Azmodan is a rather alarming change from this- his combination of melee and ranged powers lets him dish out staggering amounts of damage if you aren’t careful, combining both the difficulty of monitoring your battlefield and monitoring your health.
Azmodan packs a staggering five special attacks, nearly twice the number that you’ve seen before, in addition to his hefty melee swings.
The Lord of Sin’s first and most frequently used special attack is a slow, burning magma-ball that he launches. Despite the thing’s low speed, it moves to follow its selected target, so while you don’t need to worry too much about the thing catching up to you, that only applies as long as you remember to try to evade it.
The second power that Azmodan is likely to use on you creates a large reddish ring on the ground. A few moments after the ring appears and for a bit of a while afterwards, exploding corpses rain down on the affected area.

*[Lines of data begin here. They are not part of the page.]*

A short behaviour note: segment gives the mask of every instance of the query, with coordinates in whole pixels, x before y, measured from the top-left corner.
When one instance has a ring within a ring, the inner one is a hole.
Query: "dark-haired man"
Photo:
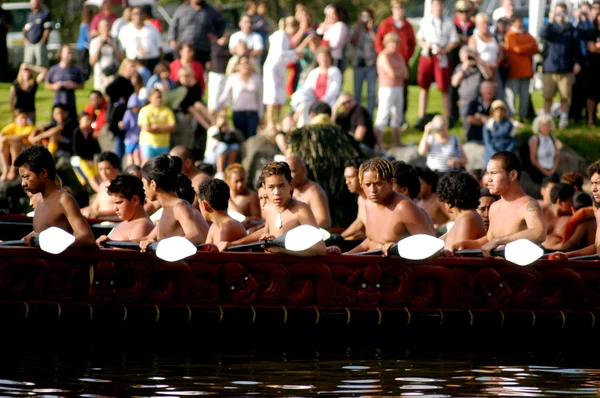
[[[85,218],[110,217],[115,215],[115,206],[108,192],[110,182],[121,171],[121,159],[113,152],[102,152],[98,158],[98,173],[100,185],[94,202],[81,209]]]
[[[291,155],[285,160],[292,171],[294,199],[301,200],[310,207],[320,228],[330,228],[331,214],[325,191],[319,184],[306,178],[306,164],[299,156]]]
[[[541,244],[546,239],[546,224],[540,204],[521,187],[521,162],[513,152],[496,152],[487,164],[488,189],[500,200],[490,208],[490,227],[486,236],[453,245],[454,249],[481,249],[485,257],[498,246],[518,239]]]
[[[425,215],[406,196],[394,192],[394,166],[381,158],[369,159],[358,171],[367,196],[367,238],[348,253],[382,250],[384,255],[400,239],[415,234],[434,235]]]
[[[41,193],[33,217],[33,232],[25,236],[26,245],[40,232],[58,227],[75,236],[73,246],[94,244],[94,234],[81,215],[77,202],[56,185],[56,167],[50,152],[41,146],[25,149],[17,157],[14,166],[19,169],[21,186],[28,194]]]
[[[204,181],[198,187],[200,211],[209,223],[212,223],[206,243],[218,244],[231,242],[245,237],[246,228],[227,214],[229,204],[229,186],[222,180]]]
[[[110,182],[107,191],[121,223],[108,236],[96,239],[98,246],[111,240],[139,242],[152,232],[154,224],[144,210],[146,194],[142,180],[130,174],[119,174]]]
[[[401,193],[404,196],[407,196],[410,200],[414,202],[421,193],[421,181],[419,180],[417,170],[410,164],[404,163],[403,161],[396,161],[393,163],[393,165],[394,191]],[[420,206],[419,210],[421,210],[421,212],[427,218],[427,222],[429,223],[431,229],[435,230],[433,221],[431,220],[431,217],[429,216],[427,210]]]
[[[365,213],[365,201],[367,196],[358,180],[358,169],[360,169],[361,163],[362,159],[350,159],[344,167],[344,179],[348,191],[358,194],[358,214],[356,215],[356,220],[342,232],[342,238],[346,240],[364,240],[366,238],[365,225],[367,224],[367,215]]]
[[[231,245],[272,240],[300,225],[312,225],[318,228],[310,207],[304,202],[292,198],[292,171],[285,162],[270,162],[263,167],[263,187],[267,192],[267,203],[263,206],[265,226],[245,238],[234,242],[221,242],[219,250]],[[271,253],[287,253],[296,256],[319,256],[325,254],[325,242],[320,241],[301,252],[289,252],[280,247],[266,249]]]
[[[421,182],[421,191],[415,203],[429,213],[433,225],[438,228],[450,220],[450,214],[446,206],[437,197],[436,190],[439,177],[435,171],[428,167],[417,167],[416,170]]]
[[[546,249],[558,250],[561,247],[565,227],[572,215],[573,195],[575,188],[564,182],[559,182],[550,191],[552,205],[544,208],[546,223],[546,240],[542,244]]]

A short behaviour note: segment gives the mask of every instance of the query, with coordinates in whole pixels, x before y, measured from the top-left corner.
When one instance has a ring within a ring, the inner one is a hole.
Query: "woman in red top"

While the area is easy to spot and make your way out of, since the corpses do not cause knockback or stagger, the damage they can deal out is fairly strong and the area of effect of this corpse rain is distressingly large.
Third of all, Azmodan packs a beam attack similar to the Wizard’s Disintegrate spell. It’s not quite as powerful, but he can hold onto it for a good while, and it’s got fairly nice range. Backing off or running in circles around him will usually keep you from getting blasted too much, but you’ll want to have ahold of some form of healing if you either get trapped in a ‘corner’ or otherwise prevented from avoiding it.
Fourth, Azmodan echoes his Siegebreaker Beast- if you are in melee with him, he may periodically pick you up and bellow in your face. Unlike the siegebreaker, Azmodan’s mouth is full of blistering heat, and the damage he deals by howling at you is even more excessive. This is his second-most-dangerous offense, and a very good reason for anyone not a Monk or Barbarian to stay away from his reach. Thankfully, even on them he doesn’t use this attack very often at all.
Finally, the most devastating of Azmodan’s attacks is one that he thankfully triggers only periodically- but he can use any and all of his other powers while it is going off. This ability of his causes pools of blackness to appear and expand all over the battlefield, one by one. Each of these pools covers more than half the area you can view in a single screen, and over the course of ten to twenty seconds, he can reduce the safe area in his entire arena to a few misshapen spots of clear ground. Thankfully, they pass after another ten to twenty seconds once all of them have spawned, but in the meantime- stay out of the black stuff. These pools are pure poison, and they will eat your life away faster than anything else Azmodan does. This is especially dangerous because the poison pools overlap, but since all of them are pitch-black, you can’t actually see clearly how many you’re standing in at any given moment.
Azmodan is a boss you have to be willing to take your time with- while his health is low enough that you can really pump a lot of damage into him, the Lord of Sin’s pools of poison absolutely must be evaded, and the corpse rain and magma ball will make fairly short work of you as well with repeated hits. Be ready to escape these nasty areas of effect, even if it means not hitting the Demon Lord for a while.
If you can manage to keep your head on and stay out of the nastiness he spreads on the floor, fighting Azmodan becomes relatively easy, if dangerous- just misplacing your feet enough to stand in black poison for a few seconds can spell doom for your challenge to his supremacy. Stay alert, stay on your toes, and keep dishing out the hits when you get the opportunity.